27 February 2020
A few questions to our CTO and Head of Scientific Research, Yves Coignard
1) What is your background?
In a former life, I was working in asset management, with a strong background in statistics and a PhD in theory of decision making.
2) What did you learn?
As a quantitative engineer, I have become an expert in third-party risk management software. I have managed all sorts of structured or guaranteed funds. I have verified the veracity of Richard Michaud’s assertion “optimisers are risk maximisers”.
As a head of equity management, with a high quality financial analysis team next-door, I have seen how difficult it is to outperform the market, or even to know which of my portfolio managers were likely to outperform. I asked many questions and imposed reporting requirements to my portfolio managers, but even with this kind of “insider” information, it was hard to spot the best performers in my own team. Therefore, this has led me to believe that the capacity of external fund selectors to do efficient fund picking is limited.
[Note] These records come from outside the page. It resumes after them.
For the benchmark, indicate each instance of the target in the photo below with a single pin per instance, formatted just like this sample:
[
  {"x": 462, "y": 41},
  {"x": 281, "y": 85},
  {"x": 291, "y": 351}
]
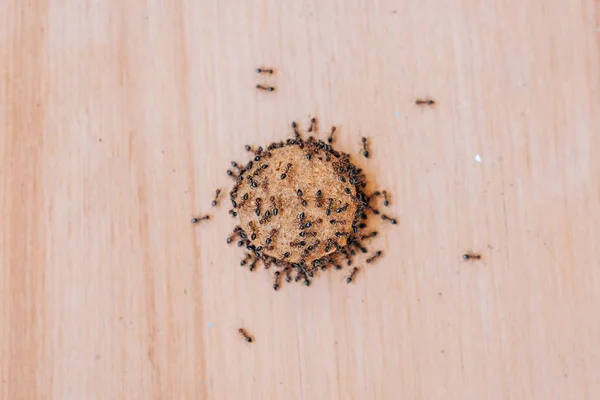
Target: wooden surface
[{"x": 119, "y": 118}]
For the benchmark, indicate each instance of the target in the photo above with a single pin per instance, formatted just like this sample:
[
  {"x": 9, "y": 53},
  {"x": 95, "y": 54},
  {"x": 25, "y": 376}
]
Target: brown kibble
[{"x": 295, "y": 195}]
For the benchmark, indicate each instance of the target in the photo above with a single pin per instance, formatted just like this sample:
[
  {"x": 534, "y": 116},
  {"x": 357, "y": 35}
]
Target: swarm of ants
[{"x": 336, "y": 252}]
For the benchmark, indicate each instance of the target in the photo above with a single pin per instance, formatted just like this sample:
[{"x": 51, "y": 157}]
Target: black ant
[
  {"x": 392, "y": 220},
  {"x": 365, "y": 150},
  {"x": 313, "y": 125},
  {"x": 195, "y": 220},
  {"x": 264, "y": 70},
  {"x": 352, "y": 274},
  {"x": 368, "y": 235},
  {"x": 287, "y": 169},
  {"x": 296, "y": 131},
  {"x": 245, "y": 335},
  {"x": 276, "y": 284},
  {"x": 425, "y": 102},
  {"x": 374, "y": 257},
  {"x": 267, "y": 88},
  {"x": 471, "y": 256},
  {"x": 215, "y": 201},
  {"x": 253, "y": 263},
  {"x": 330, "y": 138},
  {"x": 257, "y": 210}
]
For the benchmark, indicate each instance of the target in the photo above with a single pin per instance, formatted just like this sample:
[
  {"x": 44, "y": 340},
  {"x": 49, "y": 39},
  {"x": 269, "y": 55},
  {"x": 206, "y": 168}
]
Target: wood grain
[{"x": 119, "y": 118}]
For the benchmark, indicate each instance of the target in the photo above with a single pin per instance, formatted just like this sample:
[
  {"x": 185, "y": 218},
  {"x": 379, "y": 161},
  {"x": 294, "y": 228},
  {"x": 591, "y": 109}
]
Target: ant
[
  {"x": 426, "y": 102},
  {"x": 287, "y": 169},
  {"x": 264, "y": 70},
  {"x": 330, "y": 138},
  {"x": 276, "y": 284},
  {"x": 368, "y": 235},
  {"x": 374, "y": 257},
  {"x": 471, "y": 256},
  {"x": 257, "y": 210},
  {"x": 365, "y": 150},
  {"x": 253, "y": 263},
  {"x": 296, "y": 131},
  {"x": 215, "y": 201},
  {"x": 245, "y": 335},
  {"x": 195, "y": 220},
  {"x": 313, "y": 125},
  {"x": 392, "y": 220},
  {"x": 352, "y": 274},
  {"x": 267, "y": 88}
]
As the founder of a volatility hedge fund boutique, I realised that it was possible to build powerful tools from scratch for this complex asset class. I also met a family office client that would become my partner at Finlight, as we exchanged buyer and seller views on investment best practice.
3) How does that reflect on Finlight’s approach?
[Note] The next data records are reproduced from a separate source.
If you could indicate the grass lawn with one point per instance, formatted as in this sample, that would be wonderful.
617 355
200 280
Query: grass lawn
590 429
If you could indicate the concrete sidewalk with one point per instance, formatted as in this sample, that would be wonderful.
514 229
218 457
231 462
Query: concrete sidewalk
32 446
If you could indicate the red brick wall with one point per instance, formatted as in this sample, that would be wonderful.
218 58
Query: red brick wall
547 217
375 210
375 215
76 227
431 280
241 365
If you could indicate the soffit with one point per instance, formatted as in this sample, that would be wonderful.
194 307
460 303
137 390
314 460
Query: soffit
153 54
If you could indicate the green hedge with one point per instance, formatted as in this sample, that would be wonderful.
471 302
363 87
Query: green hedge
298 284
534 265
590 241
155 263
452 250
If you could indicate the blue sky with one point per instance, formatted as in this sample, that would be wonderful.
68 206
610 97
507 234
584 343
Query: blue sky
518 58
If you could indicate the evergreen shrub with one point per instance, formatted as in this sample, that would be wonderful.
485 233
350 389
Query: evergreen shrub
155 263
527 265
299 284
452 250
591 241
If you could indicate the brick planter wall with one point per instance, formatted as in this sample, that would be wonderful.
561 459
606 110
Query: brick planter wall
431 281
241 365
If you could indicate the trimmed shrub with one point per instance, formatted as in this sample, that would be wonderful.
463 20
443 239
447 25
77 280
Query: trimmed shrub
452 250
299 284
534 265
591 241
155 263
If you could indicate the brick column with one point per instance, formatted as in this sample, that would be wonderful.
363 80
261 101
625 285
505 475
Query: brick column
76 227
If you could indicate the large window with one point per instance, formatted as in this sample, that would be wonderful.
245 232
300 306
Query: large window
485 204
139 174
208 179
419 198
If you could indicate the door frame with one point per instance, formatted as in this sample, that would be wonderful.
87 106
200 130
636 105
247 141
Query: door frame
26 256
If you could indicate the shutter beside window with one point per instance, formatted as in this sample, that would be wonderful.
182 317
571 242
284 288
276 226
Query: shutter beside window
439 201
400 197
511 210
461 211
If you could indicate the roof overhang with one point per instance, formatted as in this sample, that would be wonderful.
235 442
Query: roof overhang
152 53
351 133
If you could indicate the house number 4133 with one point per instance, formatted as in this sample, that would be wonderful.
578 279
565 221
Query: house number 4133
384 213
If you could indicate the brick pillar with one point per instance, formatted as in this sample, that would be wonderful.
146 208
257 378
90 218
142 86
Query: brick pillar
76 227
From this exchange came the founding principles of Finlight:
-Maximum loss is a key risk indicator for family offices
-Asset mix explains more than 90% of the long term performance of a portfolio, and as such deserves all our attention
-Disciplined dynamic changes of the asset mix according to market variations can dramatically improve the risk/return profile of a portfolio
4) Could you please tell us more?
We know that even very good risk and return estimates are flawed to some extent by estimation error, so we needed to adopt statistically robust methods to minimise the effect of those errors on the final result. For that we extended Black-Litterman’s approach, combining it with Choueifaty-Coignard’s Maximum Diversification and Vanna-Volga option pricing method. This led to the Dual Risk methodology, separating portfolio construction risk metric from portfolio volatility estimation.
Bearing in mind that the worst crises are caused by unforeseen events, and as such not reflected in past asset prices, we let naive diversification be a strong pillar of our systems.
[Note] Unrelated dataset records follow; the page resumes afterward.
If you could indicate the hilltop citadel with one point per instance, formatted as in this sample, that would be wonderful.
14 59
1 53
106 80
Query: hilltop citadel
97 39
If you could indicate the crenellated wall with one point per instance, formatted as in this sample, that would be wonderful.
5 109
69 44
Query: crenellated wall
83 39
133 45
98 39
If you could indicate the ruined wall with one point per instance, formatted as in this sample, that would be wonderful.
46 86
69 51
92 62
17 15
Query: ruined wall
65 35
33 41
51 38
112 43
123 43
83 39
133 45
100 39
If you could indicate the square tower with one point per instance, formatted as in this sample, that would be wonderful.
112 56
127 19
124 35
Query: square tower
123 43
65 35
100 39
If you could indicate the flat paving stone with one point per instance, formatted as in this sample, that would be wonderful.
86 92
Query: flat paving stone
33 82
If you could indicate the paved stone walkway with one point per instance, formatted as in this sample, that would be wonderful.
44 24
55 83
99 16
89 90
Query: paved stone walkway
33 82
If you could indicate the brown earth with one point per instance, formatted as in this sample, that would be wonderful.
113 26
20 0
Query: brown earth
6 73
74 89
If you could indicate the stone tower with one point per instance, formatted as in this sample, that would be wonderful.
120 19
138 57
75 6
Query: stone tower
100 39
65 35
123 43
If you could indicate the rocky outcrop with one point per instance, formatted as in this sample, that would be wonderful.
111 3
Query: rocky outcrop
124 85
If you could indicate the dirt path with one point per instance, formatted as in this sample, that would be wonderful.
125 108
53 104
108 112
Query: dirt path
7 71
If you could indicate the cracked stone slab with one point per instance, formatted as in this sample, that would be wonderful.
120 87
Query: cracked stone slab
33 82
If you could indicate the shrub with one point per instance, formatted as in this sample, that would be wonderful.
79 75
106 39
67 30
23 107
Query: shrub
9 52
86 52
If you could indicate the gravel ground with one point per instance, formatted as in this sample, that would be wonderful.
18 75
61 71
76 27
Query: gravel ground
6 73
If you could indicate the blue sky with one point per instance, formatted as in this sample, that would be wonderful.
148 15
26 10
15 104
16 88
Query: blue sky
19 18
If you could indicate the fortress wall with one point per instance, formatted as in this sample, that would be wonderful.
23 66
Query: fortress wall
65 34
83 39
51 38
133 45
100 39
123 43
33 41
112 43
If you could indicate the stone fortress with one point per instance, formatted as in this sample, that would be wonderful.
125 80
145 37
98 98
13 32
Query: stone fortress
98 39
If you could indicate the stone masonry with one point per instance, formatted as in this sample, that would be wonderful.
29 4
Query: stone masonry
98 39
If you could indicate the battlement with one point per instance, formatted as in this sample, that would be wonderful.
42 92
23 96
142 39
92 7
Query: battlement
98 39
We also expanded Constant Proportion Portfolio Insurance (CPPI) technique and blended it with Kelly criterion to achieve an efficient Dynamic Asset Allocation Strategy (DAAS).
We mixed parametric and historical Value-at-Risk measurement to obtain a reliable long-term estimate of maximum loss, free of parametric (esp. log-normal) assumptions.
DRAASTIC© is the result of this construction. It can generate any number of portfolios (with varying risk/return levels and varying investment constraints) that are built according to our founding principles, without amplifying estimation error.
It is used to find the asset mix that is best fitted to a set of goals and constraints.
It also manages the dynamic changes in the asset mix necessary to protect a portion of the invested capital.